Extended round-robin TDMA scheduling scheme for wireless sensor networks

In this paper a TDMA based routing scheme is proposed for such wireless sensor networks, where nodes form multiple connected cycles. The proposed method provides fault tolerance, guaranteed delivery times, and low power consumption. The paper discusses the routing scheme and its implementation details, and provides several performance tests.

Accelerometer-Based Event Detector for Low-Power Applications

In this paper, an adaptive, autocovariance-based event detection algorithm is proposed, which can be used with micro-electro-mechanical systems (MEMS) accelerometer sensors to build inexpensive and power efficient event detectors.
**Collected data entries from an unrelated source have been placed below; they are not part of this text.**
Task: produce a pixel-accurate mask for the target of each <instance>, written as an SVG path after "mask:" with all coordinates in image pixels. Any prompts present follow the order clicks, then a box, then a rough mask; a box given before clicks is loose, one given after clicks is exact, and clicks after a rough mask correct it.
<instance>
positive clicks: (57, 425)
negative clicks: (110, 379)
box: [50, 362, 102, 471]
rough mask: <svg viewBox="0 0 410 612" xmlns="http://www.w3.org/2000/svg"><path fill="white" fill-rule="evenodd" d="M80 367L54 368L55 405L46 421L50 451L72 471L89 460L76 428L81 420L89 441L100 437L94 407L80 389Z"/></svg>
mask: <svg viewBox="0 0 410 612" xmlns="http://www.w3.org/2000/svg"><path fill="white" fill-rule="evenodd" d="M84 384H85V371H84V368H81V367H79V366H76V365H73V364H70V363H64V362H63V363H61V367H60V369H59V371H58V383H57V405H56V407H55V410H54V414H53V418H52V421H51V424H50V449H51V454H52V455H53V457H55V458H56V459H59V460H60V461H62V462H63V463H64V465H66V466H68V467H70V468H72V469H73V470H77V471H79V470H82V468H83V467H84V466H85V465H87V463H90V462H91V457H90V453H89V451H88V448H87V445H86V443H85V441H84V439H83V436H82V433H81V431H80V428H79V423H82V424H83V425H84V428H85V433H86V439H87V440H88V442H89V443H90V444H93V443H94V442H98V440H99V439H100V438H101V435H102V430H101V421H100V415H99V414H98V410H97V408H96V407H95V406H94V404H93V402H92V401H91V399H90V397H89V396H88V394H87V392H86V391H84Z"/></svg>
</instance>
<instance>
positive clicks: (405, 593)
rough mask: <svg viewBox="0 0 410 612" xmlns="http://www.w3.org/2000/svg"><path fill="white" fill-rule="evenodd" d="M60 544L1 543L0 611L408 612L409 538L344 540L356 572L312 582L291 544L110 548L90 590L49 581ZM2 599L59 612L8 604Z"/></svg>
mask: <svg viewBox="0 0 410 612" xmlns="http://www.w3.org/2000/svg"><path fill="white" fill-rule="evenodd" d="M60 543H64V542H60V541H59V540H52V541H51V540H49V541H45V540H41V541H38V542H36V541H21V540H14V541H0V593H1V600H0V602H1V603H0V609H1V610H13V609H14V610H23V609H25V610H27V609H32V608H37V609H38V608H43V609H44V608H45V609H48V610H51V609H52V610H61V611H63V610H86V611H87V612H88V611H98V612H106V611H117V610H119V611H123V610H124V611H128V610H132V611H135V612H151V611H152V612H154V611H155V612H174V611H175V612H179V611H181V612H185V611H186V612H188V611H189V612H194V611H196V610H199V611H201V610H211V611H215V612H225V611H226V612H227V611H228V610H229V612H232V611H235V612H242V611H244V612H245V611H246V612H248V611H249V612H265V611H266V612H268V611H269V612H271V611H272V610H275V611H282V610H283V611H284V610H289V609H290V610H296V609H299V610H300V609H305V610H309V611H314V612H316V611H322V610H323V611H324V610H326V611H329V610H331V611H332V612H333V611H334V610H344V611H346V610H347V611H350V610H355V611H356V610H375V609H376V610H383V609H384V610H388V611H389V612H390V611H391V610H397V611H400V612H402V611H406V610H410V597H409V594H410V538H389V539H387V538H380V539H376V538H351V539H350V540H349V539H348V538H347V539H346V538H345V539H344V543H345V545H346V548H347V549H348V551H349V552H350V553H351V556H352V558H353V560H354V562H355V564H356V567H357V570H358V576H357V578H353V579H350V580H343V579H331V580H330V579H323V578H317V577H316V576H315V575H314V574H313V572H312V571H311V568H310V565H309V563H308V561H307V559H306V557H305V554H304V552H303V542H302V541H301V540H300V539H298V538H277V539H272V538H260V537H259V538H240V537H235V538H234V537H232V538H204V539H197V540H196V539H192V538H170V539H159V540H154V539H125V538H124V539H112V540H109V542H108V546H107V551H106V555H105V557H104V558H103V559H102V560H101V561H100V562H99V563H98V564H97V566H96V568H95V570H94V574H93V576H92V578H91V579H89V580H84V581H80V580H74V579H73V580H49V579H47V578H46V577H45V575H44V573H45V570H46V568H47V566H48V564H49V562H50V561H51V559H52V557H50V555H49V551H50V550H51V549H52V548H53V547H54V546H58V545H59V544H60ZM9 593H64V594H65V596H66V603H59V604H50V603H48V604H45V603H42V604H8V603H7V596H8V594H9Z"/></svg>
The algorithm works well with low signal-to-noise ratio input signals, and its computational complexity is very low, allowing its utilization on inexpensive low-end embedded sensor devices. The proposed algorithm decreases its energy consumption by lowering its duty cycle, as much as the event to be detected allows it. The performance of the algorithm is tested and compared to the conventional filter-based approach. The comparison was performed in an application where illegal entering of vehicles into restricted areas was detected.

Lookup: Robust and Accurate Indoor Localization Using Visible Light Communication

A novel indoor localization system is presented, where LED beacons are utilized to determine the position of the target sensor, including a camera, an inclinometer, and a magnetometer. The beacons, which can be a part of the existing lighting infrastructure, transmit their identifiers for long distances using visible light communication techniques. The sensor is able to sense and detect the high-frequency (flicker free) code by properly undersampling the transmitted signal. The localization is performed using novel geometric and consensus-based techniques, which tolerate well measurement inaccuracies and sporadic outliers. The performance of the system is analyzed using simulations and real measurements. According to large-scale tests in realistic environments, the accuracy of the proposed system is in the low decimeter range.